On 18. Jun 2025, at 00:28, Dave Chinner david@fromorbit.com wrote:
On Mon, Jun 16, 2025 at 12:09:21PM +0200, Christian Theune wrote:
Can you share the xfs_info of one of these filesystems? I'm curious about the FS geometry.
Sure:
# xfs_info / meta-data=/dev/disk/by-label/root isize=512 agcount=21, agsize=655040 blks = sectsz=512 attr=2, projid32bit=1 = crc=1 finobt=1, sparse=1, rmapbt=0 = reflink=1 bigtime=1 inobtcount=1 nrext64=0 = exchange=0 data = bsize=4096 blocks=13106171, imaxpct=25 = sunit=0 swidth=0 blks naming =version 2 bsize=4096 ascii-ci=0, ftype=1, parent=0 log =internal log bsize=4096 blocks=16384, version=2 = sectsz=512 sunit=0 blks, lazy-count=1 realtime =none extsz=4096 blocks=0, rtextents=0
From the logs, it was /dev/vda1 that was getting hung up, so I'm going to assume the workload is hitting the root partition, not:
# xfs_info /tmp/ meta-data=/dev/vdb1 isize=512 agcount=8, agsize=229376 blks
... this one that has a small log.
IOWs, I don't think the log size is a contributing factor here.
The indication from the logs is that the system is hung up waiting on slow journal writes. e.g. there are processes hung waiting for transaction reservations (i.e. no journal space available). Journal space is backed up on metadata writeback trying to force the journal to stable storage (which is blocked waiting for journal IO completion so it can issue more journal IO) and getting blocked so it can't make progress, either.
I think part of the issue is that journal writes issue device cache flushes and FUA writes, both of which require written data to be on stable storage before returning.
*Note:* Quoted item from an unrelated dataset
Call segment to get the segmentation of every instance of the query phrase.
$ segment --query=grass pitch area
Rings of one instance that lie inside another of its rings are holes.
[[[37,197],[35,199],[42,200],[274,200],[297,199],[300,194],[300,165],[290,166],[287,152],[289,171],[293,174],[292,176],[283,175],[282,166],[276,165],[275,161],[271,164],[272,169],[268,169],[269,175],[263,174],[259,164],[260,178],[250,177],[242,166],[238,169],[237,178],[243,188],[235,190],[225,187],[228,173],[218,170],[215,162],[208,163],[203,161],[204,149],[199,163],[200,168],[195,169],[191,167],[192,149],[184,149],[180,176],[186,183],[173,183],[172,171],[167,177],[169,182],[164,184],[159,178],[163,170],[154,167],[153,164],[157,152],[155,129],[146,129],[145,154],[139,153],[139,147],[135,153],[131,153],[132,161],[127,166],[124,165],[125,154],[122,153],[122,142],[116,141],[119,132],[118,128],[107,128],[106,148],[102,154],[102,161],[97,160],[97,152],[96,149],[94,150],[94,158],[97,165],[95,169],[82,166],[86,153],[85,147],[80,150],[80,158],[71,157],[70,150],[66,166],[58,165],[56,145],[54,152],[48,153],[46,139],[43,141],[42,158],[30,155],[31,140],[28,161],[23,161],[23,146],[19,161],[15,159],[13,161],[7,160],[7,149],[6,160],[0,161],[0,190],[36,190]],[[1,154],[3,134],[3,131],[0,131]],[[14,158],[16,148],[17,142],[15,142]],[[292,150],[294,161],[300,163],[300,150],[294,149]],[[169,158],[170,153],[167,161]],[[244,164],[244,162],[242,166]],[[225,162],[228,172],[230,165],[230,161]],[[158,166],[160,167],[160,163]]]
All this points to whatever storage is backing these VMs is extremely slow at guaranteeing persistence of data and eventually it can't keep up with the application making changes to the filesystem. When the journal IO latency gets high enough you start to see things backing up and stall warnings appearing.
IOWs, this does not look like a filesystem issue from the information presented, just storage that can't keep up with the rate at which the filesystem can make modifications in memory. When the fs finally starts to throttle on the slow storage, that's when you notice just how slow the storage actually is...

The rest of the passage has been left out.